O secretário de Estado do Emprego, Miguel Cabrita, defendeu esta sexta-feira um “equilíbrio correto” e uma “regulação da atividade” das empresas de trabalho temporário em Portugal para que se possa extrair todo o seu potencial.

O governante que falava, em Lisboa, num seminário onde foi apresentado o relatório anual do Provedor da Ética Empresarial e do Trabalhador Temporário (PEETT), relativo a 2015, disse que “faz sentido encontrar um equilíbrio correto e uma regulação da atividade destas empresas, de maneira a que possamos extrair delas o potencial que devem ter, sem esquecer os riscos que existem e garantir que as regras são cumpridas”.

Segundo Miguel Cabrita, o trabalho temporário “é uma atividade que tem um potencial de inserção de mais curta duração das pessoas no mercado de emprego”.

Mas admitiu que se levantam também “questões delicadas do ponto de vista da qualidade e da sua sustentabilidade ao longo do tempo”, lembrou.

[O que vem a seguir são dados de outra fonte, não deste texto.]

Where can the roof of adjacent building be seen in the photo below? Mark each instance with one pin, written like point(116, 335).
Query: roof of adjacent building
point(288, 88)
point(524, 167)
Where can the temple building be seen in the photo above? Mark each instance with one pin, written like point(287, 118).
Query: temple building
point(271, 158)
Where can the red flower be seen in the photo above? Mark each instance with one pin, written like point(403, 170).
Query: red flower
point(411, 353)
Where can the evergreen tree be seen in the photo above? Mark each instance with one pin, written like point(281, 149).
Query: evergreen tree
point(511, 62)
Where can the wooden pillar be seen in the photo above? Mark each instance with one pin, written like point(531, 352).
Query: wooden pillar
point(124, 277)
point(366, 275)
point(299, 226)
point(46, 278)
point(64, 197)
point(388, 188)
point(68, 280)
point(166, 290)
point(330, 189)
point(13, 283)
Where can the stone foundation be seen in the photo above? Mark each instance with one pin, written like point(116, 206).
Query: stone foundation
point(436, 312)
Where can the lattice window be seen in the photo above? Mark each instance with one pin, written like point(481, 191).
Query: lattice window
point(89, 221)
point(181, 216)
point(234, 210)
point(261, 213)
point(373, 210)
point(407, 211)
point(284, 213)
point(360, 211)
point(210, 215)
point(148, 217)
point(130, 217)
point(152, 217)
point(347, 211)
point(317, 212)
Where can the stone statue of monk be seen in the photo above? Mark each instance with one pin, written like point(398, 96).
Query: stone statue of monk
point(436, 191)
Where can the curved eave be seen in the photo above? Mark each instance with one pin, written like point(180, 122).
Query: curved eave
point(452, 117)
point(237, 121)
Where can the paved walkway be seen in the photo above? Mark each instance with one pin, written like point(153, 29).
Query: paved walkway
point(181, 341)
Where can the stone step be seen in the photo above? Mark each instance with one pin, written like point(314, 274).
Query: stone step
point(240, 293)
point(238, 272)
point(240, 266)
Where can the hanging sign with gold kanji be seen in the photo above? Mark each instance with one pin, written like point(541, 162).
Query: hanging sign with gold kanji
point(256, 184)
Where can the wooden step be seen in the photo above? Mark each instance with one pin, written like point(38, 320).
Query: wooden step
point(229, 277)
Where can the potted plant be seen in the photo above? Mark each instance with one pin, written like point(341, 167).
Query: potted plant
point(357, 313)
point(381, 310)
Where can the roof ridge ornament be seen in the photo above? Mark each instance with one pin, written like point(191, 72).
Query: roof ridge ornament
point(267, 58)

O secretário de Estado falou dos riscos que têm a ver com o trabalho temporário que, por definição “não é permanente”, pois responde a picos de atividades de empresas ou a necessidades muito específicas das empresas.

As relações laborais que se estabelecem por esta via são relações triangulares – envolvem um trabalhador, uma empresa de colocação e uma que beneficia dessa colocação”, disse.

“São relações laborais mais complexas”, advertiu.

“É importante que todos os vértices deste triângulo tenham um papel em termos de responsabilização perante a situação do trabalhador e o seu trajeto”, sublinhou.

O Provedor da Ética Empresarial e do Trabalhador Temporário (PEETT), Vitalino Canas, que apresentou o relatório sobre o setor do trabalho temporário disse que este setor recuperou, em 2015, para níveis anteriores à crise, tendo-se tornado cada vez mais “cumpridor”.

Em declarações à agência Lusa a propósito da divulgação do VIII Relatório do PEETT, Vitalino Canas referiu que este setor vale hoje mais de mil milhões de euros e que o ano de 2015 foi de “recuperação” e que 2016 terá tendência para crescer ainda mais.

Isto confirma aquela ideia de que sempre que a economia começa a crescer, a reagir à crise, a ter melhores níveis de performance, reflete-se imediatamente através do recurso ao trabalho temporário”, disse.

“O trabalho temporário é, simultaneamente, um indicador da melhoria das condições económicas e também um dinamizador, uma vez que confere às empresas soluções de flexibilidade para elas poderem, em períodos de transição, ir cautelosamente explorado as oportunidades que existam quando ainda não é claro se a atividade económica já está em franca expansão ou não”, acrescentou.

Em relação à atividade do PEETT, iniciada em 2007 e dinamizada pela Associação Portuguesa das Empresas do Setor Privado de Emprego e Recursos Humanos (APESPE), os dados demonstram que, há semelhança dos dois últimos anos, houve uma diminuição do número de casos processados.

“É um sinal da menor litigiosidade no setor”, considera Vitalino Canas, referindo que o setor, “além de estar mais regulamentado, parece que está mais cumpridor”.

Em 2015 houve 66 iniciativas de trabalhadores perante o PEETT, com a maioria das mesmas a verificarem-se no primeiro semestre do ano, 41 das quais a corresponderem a dúvidas endereçadas pelos trabalhadores, destacando-se o papel do PEETT enquanto consultor jurídico.

O Provedor conseguiu diminuir ligeiramente o seu tempo de resposta médio para cada pedido, cifrando-se este, no ano de 2015, em 1,91 dias por cada pedido.